Tukiainen saw the way Neste could differentiate itself in a crowded market: by producing more sustainable fuels that were lead-free and low-sulphur, powering the vehicles of tomorrow.
But to do that, the team first needed proof that it was possible to produce high-quality renewable fuel from the bio-based materials. As a first step, they looked at tall oil based materials, and realised that it’s possible to process that material and produce a high-cetane number component for diesel fuels.
However, the cold properties were still too low. “We needed to go further from there,” says Aalto. They began looking at cracking, but realised that would reduce the yield. “We make too much gases and gasoline by doing that, and we wanted to maximize diesel fuel,” he says. They looked at developing catalysts to further improve their product.
For catalyst characterization, they turned to academia for support.
Development with partners
Neste looked to Åbo Akademi University, University of Joensuu and Aalto University - at that time Helsinki University of Technology – in Finland for support.
“We knew that universities could make catalysts on a laboratory scale and that they were especially good in catalyst characterization,” Aalto says.
Åbo Akademi University’s catalyst team made some components for the catalysts tested, while the others participated in the characterization of the catalysts.
In early 1995 Neste started experiments with their own laboratory-scale catalysts. External support was valuable. “In each step of catalyst preparation, you need experienced people to make the catalyst, even though you have the recipe in your hands,” Aalto says.
They analyzed the product and saw there was a high yield and outstanding properties.
“We realized this is the way to go,” says Aalto. They put more resources into the project, and started a cooperation agreement with a commercial catalyst manufacturer. Neste applied for and was granted the patent on what would become NEXBTL technology in 1996.
That wasn’t the breakthrough moment, however.
While the technology was ready, the world still wasn’t.
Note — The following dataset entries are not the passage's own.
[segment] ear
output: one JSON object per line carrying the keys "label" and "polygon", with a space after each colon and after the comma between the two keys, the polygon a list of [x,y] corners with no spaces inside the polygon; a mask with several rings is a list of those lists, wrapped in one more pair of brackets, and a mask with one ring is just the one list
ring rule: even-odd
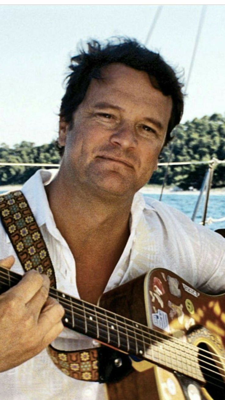
{"label": "ear", "polygon": [[68,122],[66,122],[61,117],[59,120],[58,140],[60,146],[64,146],[66,144],[66,139],[68,128]]}

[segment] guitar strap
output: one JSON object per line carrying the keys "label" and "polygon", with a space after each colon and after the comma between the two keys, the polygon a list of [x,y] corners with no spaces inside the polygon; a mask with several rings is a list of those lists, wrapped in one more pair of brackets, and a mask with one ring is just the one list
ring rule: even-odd
{"label": "guitar strap", "polygon": [[[42,234],[26,198],[17,190],[0,196],[0,217],[25,272],[35,269],[56,288],[53,266]],[[132,370],[127,356],[105,346],[76,351],[47,348],[52,361],[66,375],[100,383],[119,380]],[[115,360],[119,359],[120,368]],[[122,364],[121,364],[122,363]],[[122,368],[121,368],[122,367]]]}

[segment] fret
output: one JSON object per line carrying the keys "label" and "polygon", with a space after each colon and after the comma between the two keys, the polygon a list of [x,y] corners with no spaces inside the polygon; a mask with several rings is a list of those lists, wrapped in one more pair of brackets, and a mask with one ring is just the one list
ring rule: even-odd
{"label": "fret", "polygon": [[144,354],[145,354],[146,348],[145,348],[145,338],[144,336],[144,331],[142,328],[141,328],[141,336],[142,337],[142,343],[143,343],[143,347],[144,348]]}
{"label": "fret", "polygon": [[104,314],[106,317],[106,325],[107,327],[107,342],[108,343],[110,343],[110,334],[109,333],[109,329],[108,328],[108,322],[107,316],[106,312],[104,310]]}
{"label": "fret", "polygon": [[133,322],[134,328],[136,353],[136,354],[143,355],[144,352],[144,346],[143,343],[143,334],[141,332],[141,326],[137,322]]}
{"label": "fret", "polygon": [[[0,287],[15,286],[22,276],[0,267]],[[130,354],[176,370],[204,382],[198,362],[198,349],[110,311],[73,298],[51,288],[50,295],[65,309],[65,326]],[[207,357],[207,354],[204,356]]]}
{"label": "fret", "polygon": [[117,314],[115,314],[115,319],[116,320],[116,324],[117,325],[117,347],[120,347],[121,343],[120,343],[120,332],[119,331],[119,328],[118,327],[118,323],[117,321]]}
{"label": "fret", "polygon": [[[129,350],[129,336],[127,333],[127,323],[124,317],[115,316],[118,329],[118,342],[121,350],[128,352]],[[118,346],[119,347],[119,346]]]}
{"label": "fret", "polygon": [[84,309],[84,332],[86,333],[88,331],[88,328],[87,325],[87,318],[86,316],[86,313],[85,312],[85,307],[84,304],[84,302],[83,300],[82,300],[82,305],[83,306],[83,308]]}
{"label": "fret", "polygon": [[75,324],[74,322],[74,314],[73,312],[73,308],[72,306],[72,297],[70,296],[70,307],[71,308],[71,313],[72,314],[72,328],[74,328],[75,326]]}
{"label": "fret", "polygon": [[10,279],[10,274],[9,270],[7,270],[7,271],[8,271],[8,284],[9,284],[9,287],[11,287],[11,279]]}
{"label": "fret", "polygon": [[127,351],[129,351],[129,350],[130,350],[130,342],[129,340],[129,336],[127,333],[127,324],[126,323],[126,320],[125,318],[124,318],[124,320],[125,322],[124,324],[125,325],[125,327],[126,329],[126,335],[127,336]]}
{"label": "fret", "polygon": [[97,335],[96,338],[98,339],[99,337],[99,329],[98,328],[98,316],[97,315],[97,312],[96,311],[96,307],[94,306],[94,314],[95,314],[95,319],[96,321],[96,327],[97,328]]}

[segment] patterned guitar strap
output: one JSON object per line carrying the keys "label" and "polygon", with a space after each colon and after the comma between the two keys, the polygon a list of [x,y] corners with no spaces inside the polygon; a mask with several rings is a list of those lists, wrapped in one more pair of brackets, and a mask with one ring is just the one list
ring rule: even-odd
{"label": "patterned guitar strap", "polygon": [[[0,196],[0,217],[24,271],[34,269],[40,274],[45,274],[50,280],[51,286],[56,288],[48,251],[20,191]],[[76,379],[100,383],[113,382],[127,375],[132,369],[127,355],[105,346],[72,352],[58,350],[50,344],[47,351],[60,371]],[[121,361],[119,368],[117,366],[118,358]]]}

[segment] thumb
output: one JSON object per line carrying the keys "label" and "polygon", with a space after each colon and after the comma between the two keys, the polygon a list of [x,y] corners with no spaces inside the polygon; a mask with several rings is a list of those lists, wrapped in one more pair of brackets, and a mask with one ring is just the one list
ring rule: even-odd
{"label": "thumb", "polygon": [[0,267],[4,267],[4,268],[7,268],[10,270],[14,264],[15,262],[15,258],[13,256],[9,256],[8,257],[6,257],[5,258],[2,258],[0,260]]}

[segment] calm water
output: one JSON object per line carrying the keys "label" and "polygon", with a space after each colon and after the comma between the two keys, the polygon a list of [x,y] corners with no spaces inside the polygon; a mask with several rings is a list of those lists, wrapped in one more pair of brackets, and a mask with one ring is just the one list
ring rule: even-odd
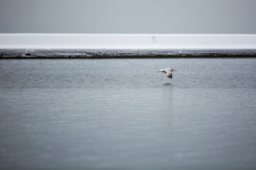
{"label": "calm water", "polygon": [[255,72],[256,59],[0,60],[0,169],[255,169]]}

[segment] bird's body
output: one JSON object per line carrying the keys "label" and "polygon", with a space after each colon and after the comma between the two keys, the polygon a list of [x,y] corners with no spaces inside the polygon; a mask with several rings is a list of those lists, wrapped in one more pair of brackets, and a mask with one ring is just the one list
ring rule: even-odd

NEXBTL was put on the back burner for about five years, until it was revived in 2001. Now it’s a global success..
“Don’t give up”
Learning from developments like NEXBTL, the company now has a formalized way of processing internal ideas at Neste in a systematic way. “We now have a huge innovation culture,” says Juha Leppävuori, Head of Partnerships and Ecosystems at Neste.
Neste has also further increased its cooperation with external partners. “Universities and research organizations can have a role in both our short-term and long-term planning,” Leppävuori, who spends his time working with external partners and encouraging innovation within Neste, says. “We look for world-class competence and good networks.”
Neste now proactively courts universities and research institutions, setting out its long-term goals and approaching them, asking how they’d approach the problem. “We ask our partners to challenge us: are we doing the right thing,” he says. “That’s also a good starting point for building something new.”
The company has produced a stronger, more comprehensive culture of innovation that continues to lead the way in bringing about the better future we all hope for.
“Everyone in Neste is responsible for coming up with new ideas,” says Leppävuori. The ideas can come from anywhere – a scientist working in the company’s research and development team, top management, or someone in the back office.
The world has caught up, both within and outside of Neste. “My message is: ‘Don’t give up’,” says Pekka Aalto. “Don’t give up if you get a good idea and you count on it. Process it further and test it with your colleagues, make an invention disclosure and then search for the support. If someone says no, then ask for support from somewhere else.”